I work in a large enterprise. We run our own MPLS environment for macrosegmentation. See attached diagram.
We are converting from EIGRP to OSPFv2 at our remote sites. Remote sites are running their own single-area OSPF instances (no area 0). We have one site that is having problems with its metro-E connectivity on PE2. So its iBGP session to the RR is down. PE1 is advertising a redistributed static summary route, 10.72.168.0/22, into VPNv4.
We have our general production VRF (called VRF PROD in the diagram). When PE1/PE2/CE1 were running EIGRP and OSPF in parallel, I was able to contact PE2's VRF PROD loopback from RS CE. When I turned off EIGRP for PE1/PE2/CE1, I was no longer able to reach PE2's VRF PROD loopback. PE2 no longer had a default route.
We are not redistributing BGP into OSPF. We are letting the CEs see site detail, and a default route, and that's it. The result is LSA type 1s and an LSA type 5 for the default route.
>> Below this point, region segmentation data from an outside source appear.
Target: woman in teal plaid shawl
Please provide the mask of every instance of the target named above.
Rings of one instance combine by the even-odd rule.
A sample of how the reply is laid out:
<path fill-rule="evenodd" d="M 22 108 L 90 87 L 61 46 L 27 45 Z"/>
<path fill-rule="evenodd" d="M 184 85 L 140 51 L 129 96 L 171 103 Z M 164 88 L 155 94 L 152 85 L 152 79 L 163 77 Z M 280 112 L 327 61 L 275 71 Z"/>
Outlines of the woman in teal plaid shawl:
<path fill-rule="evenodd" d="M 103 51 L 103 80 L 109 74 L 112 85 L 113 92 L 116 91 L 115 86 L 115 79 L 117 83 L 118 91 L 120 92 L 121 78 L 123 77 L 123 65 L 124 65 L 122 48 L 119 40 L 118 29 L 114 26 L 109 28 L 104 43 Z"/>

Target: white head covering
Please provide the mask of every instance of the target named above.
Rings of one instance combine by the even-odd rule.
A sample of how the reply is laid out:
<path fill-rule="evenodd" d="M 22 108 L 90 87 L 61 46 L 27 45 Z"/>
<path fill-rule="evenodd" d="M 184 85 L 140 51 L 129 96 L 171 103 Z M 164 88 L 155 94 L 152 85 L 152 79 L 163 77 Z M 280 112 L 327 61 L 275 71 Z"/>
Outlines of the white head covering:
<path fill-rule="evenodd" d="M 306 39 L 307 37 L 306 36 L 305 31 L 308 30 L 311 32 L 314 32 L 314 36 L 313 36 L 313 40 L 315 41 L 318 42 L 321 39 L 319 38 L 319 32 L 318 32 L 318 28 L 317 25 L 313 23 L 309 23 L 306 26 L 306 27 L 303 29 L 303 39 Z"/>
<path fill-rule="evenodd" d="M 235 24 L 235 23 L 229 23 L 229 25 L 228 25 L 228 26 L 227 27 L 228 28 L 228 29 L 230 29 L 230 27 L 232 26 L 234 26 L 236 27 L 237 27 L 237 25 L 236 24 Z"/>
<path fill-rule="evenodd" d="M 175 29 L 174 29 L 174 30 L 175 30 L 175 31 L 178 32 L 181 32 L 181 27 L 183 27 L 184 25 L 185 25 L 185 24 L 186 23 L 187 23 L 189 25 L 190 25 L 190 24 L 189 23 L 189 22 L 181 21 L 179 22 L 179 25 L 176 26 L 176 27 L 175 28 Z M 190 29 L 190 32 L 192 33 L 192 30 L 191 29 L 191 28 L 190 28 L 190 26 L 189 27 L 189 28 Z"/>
OSPF relationships are as implied in the diagram. PE1/PE2/CE1 have VRF PROD relationships in a triangle. They are all point-to-point. PE1 is configured with default-information originate. PE2, because of the BGP session problems, is not. CE1 is configured with capability vrf-lite. PE1 and PE2 are NOT configured with capability vrf-lite since they are the PEs. I would expect PE2 would not install PE1's default route if the down bit were set, but the down bit is not set. The routing bit is not set. Here is the output from the database for 0.0.0.0/0
PE2#show ip ospf 12 database external 0.0.0.0
OSPF Router with ID (10.72.171.242) (Process ID 12)
Type-5 AS External Link States
LS age: 1614
Options: (No TOS-capability, DC, Upward)
LS Type: AS External Link
Link State ID: 0.0.0.0 (External Network Number )
Advertising Router: 10.72.171.241
LS Seq Number: 8000015D
Network Mask: /0
Metric Type: 2 (Larger than any link state path)
Forward Address: 0.0.0.0
External Route Tag: 3489725929
I need to understand why PE2 is not installing the default route. Is this expected behavior? If it's not expected behavior, then it points to a software bug. If it IS expected behavior, then I need to understand it so I can assess the impact, and if we need to change our design, at other dual PE sites, for when a PE experiences a BGP session failure.
It is indeed normal behavior, as per RFC 4577 section 220.127.116.11.
Thank you. This absolutely makes sense. I was focused on the DN bit and forgot about the domain ID.
So the follow-up question is what to do in a failure scenario where a PE loses the iBGP session. There are loopback interfaces in VRF PROD that become inaccessible because, for example, PE2 won't install the default route from PE1. Everything in the access layer continues to work, so long as each access switch has an uplink to the PE with the BGP session.
The simplest solution is to point a floating static default route through the VRF PROD interregion on each PE to the partner PE. This doesn't feel like the "right" solution. But any other solution I can think of would be extremely intrusive -- for example, implementing BGP RRs with different ASes for each PE. (So all the PE1's would peer with BGP RRs that use AS 65001, for example, and all PE2's would peer with BGP RRs that use AS 65002.) Ignoring the OSPF domain would likely work -- just pay attention to the DN bit -- but I don't think there's a way to do that.
I've been looking at Cisco documentation that discusses OSPF PE-CE, but I'm not seeing this particular scenario.
you have domain-tag (VPN route tag) set, which serves the same purpose as DN bit for OSPF external routes.
Thank you. Got another reply with the same information.
Now the question is, what to do about it. With EIGRP, redistributing the default route from VPNv4 into EIGRP allowed both PEs to use each other's default routes in the event there was an iBGP session failure. Since OSPF is not installing the partner's default route, in a failure scenario (like PE2 not having iBGP sessions to RRs), loopbacks (or other directly-connected interfaces) become inaccessible. So I need some input on how to handle that scenario.
To override the default OSPF behavior on CE-PE interface, you can either manually configure domain-tag on PE1 to a different value, or configure capability vrf-lite on PE2, which ignores the DN bit/domain-id.
Please consider possible routing loops which may happen after these changes.